Life’s a battle: Plant bacteria are experts

Publication of three papers by researchers at the University of Adelaide’s School of Agriculture, Food and Wine has completed the work of the late Max Tate into bacterial antibiotics and control of plant pathogens.

More than 40 years ago, Max Tate and his co-workers at the University of Adelaide studied the compounds produced by bacteria that invade plants. At the time, important results from three students – Christopher Elvin, Anna Savage and Benjamin Lethbridge – could not be published with confidence.

Improvements in NMR spectroscopy and mass spectrometry have led to results that can be published. The studies of the three students all relate to compounds produced by bacteria that infect or colonise plants to outcompete their rivals.

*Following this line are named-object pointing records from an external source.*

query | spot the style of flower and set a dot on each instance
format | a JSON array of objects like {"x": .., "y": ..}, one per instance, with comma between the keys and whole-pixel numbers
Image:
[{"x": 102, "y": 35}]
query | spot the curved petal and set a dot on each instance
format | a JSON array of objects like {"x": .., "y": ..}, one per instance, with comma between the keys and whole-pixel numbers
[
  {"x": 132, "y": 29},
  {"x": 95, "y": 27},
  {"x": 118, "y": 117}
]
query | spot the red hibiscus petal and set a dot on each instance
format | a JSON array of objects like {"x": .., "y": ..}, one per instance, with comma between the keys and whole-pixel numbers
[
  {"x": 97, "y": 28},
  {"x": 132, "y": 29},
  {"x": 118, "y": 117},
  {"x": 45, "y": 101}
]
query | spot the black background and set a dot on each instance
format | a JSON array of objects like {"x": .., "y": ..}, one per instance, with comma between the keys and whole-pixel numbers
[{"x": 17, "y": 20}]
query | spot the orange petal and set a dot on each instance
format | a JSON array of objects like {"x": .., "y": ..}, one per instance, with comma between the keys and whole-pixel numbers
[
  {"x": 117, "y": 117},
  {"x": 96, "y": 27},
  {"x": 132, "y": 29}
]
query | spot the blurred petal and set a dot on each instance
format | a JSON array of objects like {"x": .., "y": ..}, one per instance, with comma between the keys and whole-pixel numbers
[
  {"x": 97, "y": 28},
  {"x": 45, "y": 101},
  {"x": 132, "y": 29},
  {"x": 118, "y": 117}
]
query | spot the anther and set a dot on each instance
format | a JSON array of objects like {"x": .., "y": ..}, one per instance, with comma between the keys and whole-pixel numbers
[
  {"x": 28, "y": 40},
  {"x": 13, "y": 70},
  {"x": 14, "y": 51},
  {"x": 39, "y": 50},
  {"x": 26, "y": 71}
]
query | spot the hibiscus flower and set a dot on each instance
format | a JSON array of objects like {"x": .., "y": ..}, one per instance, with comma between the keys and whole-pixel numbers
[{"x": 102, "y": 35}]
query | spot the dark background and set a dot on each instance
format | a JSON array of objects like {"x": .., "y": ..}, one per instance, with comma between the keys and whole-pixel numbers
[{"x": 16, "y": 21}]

Both symbiotic and pathogenic bacteria infect plants. The most important symbiotic bacteria are rhizobia, of which the genus Rhizobium is of most interest here. Rhizobia fix nitrogen in leguminous plants. They are attracted to plants by plant root exudates, while the plant uses lectins (non-catalytic proteins) to recognise the bacterial cell wall polysaccharides. Rhizobia commonly infect the plant through root hairs but can also enter the plant at wounds or cracks, or between cells of the intact epidermis. Once inside the plant, the bacterium forms a very close association with the plant that results in the formation of specialised nodules where the nitrogen fixation occurs. Cells of Rhizobium species change to a bacteroid form and colonise the nodules. The plant provides energy in the form of C4 dicarboxylic acids and in return the bacterium gives the plant nitrogen-rich compounds, which are synthesised by using nitrogen derived from the atmosphere.

To gain an advantage over other rhizobia, some Rhizobium bacteria produce peptide-type bacteriocins (bacterial antibiotics). When first discovered in 1968, a bacteriocin produced by Rhizobium leguminosarium biovar T24, called trifolitoxin, was of great interest. This bacterium is extremely aggressive in nodulation-competition experiments on clover through the production of an antibiotic that showed broad activity against fast-growing rhizobia. Ben Lethbridge devoted his PhD to the study of this bacteriocin peptide (doi.org/10.1038/s41429-021-00497-0). The bacterium has a simple strategy of producing trifolitoxin, which when released into the soil has direct action on other rhizobia.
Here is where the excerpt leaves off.